What she ended up doing was cleaning up and repainting an abandoned search and rescue helipad on Huachuca Mountain Peak.
Taylor felt renovating the helipad would help provide response to hikers who are injured.
“It allows easier access to them if they’re injured,” she explained.
Prior to even doing the renovation, Taylor had to get permission from all the necessary people on Fort Huachuca, such as Garrison Commander Col. Melissa Sturgeon, in addition to environmentalists who told Taylor what kind of paints she could use.
Taylor’s work in that part of the project was a learning experience for most involved.
“This year has kind of been a building one,” said Taylor’s mother, Wendy, who’s also her troop leader. “Allison’s project was certainly a pioneering effort ... it’s a learning process on both sides.”
With several other girls in the troop working toward their Gold Awards, Wendy said Taylor’s experience lets both the troop and people on post know what to expect the next time around.

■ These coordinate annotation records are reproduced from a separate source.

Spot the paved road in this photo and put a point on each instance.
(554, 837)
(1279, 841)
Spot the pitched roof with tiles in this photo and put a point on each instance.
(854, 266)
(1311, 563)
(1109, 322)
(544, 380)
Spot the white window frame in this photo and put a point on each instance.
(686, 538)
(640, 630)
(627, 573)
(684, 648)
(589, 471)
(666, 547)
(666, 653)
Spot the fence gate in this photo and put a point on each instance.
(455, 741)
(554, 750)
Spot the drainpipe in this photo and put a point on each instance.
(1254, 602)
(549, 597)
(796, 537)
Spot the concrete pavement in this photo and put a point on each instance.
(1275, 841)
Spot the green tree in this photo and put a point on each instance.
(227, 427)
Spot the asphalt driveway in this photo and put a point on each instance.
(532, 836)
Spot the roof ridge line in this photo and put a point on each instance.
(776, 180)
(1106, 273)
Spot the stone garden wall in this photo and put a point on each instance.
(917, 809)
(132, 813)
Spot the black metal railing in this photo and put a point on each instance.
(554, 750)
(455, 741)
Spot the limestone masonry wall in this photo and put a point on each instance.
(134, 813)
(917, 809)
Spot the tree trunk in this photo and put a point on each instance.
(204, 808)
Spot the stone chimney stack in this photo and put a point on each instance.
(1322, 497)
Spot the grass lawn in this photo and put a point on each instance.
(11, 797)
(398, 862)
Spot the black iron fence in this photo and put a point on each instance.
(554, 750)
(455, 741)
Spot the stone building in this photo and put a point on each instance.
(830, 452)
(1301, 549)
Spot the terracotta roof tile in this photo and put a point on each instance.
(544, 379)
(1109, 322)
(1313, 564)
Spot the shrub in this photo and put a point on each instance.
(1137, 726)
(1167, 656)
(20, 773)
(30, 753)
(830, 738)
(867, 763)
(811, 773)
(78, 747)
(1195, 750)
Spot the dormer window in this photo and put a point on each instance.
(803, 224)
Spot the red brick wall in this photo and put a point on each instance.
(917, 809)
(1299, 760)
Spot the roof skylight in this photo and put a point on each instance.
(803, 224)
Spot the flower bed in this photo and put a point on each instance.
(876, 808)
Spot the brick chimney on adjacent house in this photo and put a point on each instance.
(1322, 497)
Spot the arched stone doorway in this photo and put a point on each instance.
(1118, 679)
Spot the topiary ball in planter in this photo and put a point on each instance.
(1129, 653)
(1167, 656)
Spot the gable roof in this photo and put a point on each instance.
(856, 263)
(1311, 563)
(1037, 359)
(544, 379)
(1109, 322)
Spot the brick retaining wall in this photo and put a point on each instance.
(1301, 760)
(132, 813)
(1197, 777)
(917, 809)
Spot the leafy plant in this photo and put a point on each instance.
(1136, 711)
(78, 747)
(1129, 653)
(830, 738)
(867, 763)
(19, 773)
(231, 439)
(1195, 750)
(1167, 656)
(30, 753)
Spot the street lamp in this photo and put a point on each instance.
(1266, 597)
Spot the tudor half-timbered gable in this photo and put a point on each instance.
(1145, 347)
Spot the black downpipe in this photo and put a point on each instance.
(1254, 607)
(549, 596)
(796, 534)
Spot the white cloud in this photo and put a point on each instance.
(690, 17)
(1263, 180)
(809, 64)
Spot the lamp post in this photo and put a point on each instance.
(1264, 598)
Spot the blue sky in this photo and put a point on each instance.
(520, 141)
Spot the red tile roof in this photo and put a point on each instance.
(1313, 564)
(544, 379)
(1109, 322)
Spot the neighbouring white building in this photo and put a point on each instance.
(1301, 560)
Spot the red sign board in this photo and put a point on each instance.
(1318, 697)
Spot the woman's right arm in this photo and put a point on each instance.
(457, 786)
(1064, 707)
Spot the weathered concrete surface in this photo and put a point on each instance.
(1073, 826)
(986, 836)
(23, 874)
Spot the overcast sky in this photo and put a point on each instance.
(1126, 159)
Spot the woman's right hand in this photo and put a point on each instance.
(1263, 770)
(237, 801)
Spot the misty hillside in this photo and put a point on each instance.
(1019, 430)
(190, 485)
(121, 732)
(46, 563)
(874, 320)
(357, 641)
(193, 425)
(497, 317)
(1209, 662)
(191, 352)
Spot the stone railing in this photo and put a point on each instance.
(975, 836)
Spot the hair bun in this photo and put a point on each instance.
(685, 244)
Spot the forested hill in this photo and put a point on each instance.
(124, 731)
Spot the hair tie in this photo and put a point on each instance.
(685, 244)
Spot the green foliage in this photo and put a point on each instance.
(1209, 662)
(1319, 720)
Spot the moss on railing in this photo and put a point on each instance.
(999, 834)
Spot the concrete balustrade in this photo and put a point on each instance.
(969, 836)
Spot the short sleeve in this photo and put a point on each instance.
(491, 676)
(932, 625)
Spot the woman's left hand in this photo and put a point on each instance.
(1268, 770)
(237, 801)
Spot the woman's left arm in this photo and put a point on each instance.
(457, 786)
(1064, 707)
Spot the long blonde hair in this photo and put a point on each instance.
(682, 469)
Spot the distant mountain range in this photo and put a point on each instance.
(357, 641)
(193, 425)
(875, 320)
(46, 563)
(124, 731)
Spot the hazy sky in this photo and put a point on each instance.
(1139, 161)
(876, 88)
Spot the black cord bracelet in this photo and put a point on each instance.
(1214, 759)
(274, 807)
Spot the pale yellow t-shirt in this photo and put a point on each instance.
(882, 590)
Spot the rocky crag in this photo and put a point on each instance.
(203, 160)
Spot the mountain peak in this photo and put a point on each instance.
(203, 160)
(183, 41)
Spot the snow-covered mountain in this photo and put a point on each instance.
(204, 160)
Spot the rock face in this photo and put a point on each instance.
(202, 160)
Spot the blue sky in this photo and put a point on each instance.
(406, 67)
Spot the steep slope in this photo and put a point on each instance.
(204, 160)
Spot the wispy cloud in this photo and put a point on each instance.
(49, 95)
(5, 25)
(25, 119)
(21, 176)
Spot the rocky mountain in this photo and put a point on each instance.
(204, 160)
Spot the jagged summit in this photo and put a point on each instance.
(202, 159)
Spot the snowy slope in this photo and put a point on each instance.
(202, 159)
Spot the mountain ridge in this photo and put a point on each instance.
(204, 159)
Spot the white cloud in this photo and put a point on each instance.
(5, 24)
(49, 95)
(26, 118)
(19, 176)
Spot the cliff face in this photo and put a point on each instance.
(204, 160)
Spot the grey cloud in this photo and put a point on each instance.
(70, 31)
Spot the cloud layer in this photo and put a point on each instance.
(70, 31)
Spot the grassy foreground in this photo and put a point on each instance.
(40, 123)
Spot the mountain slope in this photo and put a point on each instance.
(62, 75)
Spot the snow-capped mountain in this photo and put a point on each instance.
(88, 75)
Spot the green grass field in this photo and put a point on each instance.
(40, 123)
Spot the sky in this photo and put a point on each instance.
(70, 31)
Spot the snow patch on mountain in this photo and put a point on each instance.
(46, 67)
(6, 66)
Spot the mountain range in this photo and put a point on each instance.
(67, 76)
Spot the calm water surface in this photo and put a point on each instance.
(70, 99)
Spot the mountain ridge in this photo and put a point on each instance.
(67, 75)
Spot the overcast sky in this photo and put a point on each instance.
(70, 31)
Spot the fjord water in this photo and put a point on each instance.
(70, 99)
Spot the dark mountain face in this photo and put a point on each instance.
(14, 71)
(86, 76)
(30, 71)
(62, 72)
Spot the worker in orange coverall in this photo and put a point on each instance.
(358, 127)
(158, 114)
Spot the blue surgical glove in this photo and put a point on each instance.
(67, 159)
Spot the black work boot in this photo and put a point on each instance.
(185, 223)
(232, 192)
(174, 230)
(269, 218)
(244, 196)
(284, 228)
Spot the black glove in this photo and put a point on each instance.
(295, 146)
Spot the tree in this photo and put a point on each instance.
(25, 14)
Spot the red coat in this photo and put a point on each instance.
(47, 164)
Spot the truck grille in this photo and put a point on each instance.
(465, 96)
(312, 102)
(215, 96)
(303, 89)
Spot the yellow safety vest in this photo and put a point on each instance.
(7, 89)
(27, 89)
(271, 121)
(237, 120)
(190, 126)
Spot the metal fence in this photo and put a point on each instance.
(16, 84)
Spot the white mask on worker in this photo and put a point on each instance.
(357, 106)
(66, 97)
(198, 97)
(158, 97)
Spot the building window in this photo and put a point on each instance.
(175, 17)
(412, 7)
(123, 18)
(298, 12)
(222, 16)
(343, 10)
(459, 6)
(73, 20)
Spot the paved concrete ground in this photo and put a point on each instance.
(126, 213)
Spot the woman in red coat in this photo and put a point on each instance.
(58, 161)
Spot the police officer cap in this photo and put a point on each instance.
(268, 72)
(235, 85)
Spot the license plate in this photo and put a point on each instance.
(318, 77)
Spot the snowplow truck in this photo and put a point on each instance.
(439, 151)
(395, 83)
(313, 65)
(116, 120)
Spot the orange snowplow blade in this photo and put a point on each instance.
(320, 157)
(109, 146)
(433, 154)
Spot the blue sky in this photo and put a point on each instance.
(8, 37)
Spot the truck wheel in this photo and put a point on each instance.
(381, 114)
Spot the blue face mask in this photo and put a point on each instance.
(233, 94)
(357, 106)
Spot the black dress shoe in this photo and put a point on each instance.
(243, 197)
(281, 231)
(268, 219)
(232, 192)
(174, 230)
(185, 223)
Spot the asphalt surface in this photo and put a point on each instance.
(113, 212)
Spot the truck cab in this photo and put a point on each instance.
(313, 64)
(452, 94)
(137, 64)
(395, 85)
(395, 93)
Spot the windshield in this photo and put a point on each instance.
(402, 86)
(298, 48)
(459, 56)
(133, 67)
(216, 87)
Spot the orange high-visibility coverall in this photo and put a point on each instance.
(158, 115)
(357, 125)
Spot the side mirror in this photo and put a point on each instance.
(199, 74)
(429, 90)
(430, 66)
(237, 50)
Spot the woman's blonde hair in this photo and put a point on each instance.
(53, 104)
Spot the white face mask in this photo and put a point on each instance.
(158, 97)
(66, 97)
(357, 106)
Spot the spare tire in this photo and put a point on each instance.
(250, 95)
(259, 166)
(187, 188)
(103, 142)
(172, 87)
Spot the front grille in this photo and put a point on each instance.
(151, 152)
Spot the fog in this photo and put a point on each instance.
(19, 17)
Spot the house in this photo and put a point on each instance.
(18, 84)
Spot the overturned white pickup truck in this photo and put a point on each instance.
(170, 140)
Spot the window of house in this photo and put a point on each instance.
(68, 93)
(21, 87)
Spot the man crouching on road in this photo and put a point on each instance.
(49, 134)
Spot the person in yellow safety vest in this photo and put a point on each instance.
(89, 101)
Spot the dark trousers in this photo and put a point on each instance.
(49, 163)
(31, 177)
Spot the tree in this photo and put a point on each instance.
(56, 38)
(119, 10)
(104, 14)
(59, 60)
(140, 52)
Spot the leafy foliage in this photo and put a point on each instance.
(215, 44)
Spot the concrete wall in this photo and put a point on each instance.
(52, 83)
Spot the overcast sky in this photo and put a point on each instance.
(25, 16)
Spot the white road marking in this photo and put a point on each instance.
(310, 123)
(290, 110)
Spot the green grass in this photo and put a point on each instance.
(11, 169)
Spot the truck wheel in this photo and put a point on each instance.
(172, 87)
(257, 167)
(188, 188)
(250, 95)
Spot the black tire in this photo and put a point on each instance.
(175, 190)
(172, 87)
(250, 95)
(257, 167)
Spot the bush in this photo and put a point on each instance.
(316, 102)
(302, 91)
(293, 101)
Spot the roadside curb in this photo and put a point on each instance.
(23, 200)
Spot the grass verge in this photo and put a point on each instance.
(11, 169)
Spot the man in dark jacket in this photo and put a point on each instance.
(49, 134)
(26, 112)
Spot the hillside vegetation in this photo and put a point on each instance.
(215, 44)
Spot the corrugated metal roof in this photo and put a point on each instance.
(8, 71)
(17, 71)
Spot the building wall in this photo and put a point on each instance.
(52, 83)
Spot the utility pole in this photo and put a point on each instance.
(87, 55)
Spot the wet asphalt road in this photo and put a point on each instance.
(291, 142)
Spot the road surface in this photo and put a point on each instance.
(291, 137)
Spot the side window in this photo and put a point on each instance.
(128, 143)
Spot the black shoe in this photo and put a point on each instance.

The work on the helipad itself was physically demanding, Taylor said, requiring about a two-and-a-half-mile hike, which took about an hour and a half, to reach the pad for Taylor and the nine-person team she’d compiled.
“Carrying tools, it was a long hike,” Taylor said.
According to her Girl Scout Gold Award final report, Taylor said the work was tough.
“Not only did we have grass, but also shrubs and bushes that had grown through the helipad,” Taylor wrote. The helipad is approximately 40 feet by 40 feet.
Taylor said there was immediate satisfaction in completing the labor part of the project.
“The impact of this project is simple to see,” she wrote in her final report. “Previously, there was no way an emergency helicopter could service the Huachuca Peak complex. Now, a helicopter can land in complete safety from a pad that can be easily viewed at altitude.”
The total completion time for her Gold Award project, from conception to the final report, was 153 hours, through which Taylor said she learned a lot.
“I’ve definitely learned more about patience,” she said, in addition to developing leadership skills.
Wendy said it was neat, both as a mother and Taylor’s troop leader, to see Taylor receive her Gold Award.
“It really makes me proud of her because she’s grown up in even more ways than I could have imagined,” Wendy said.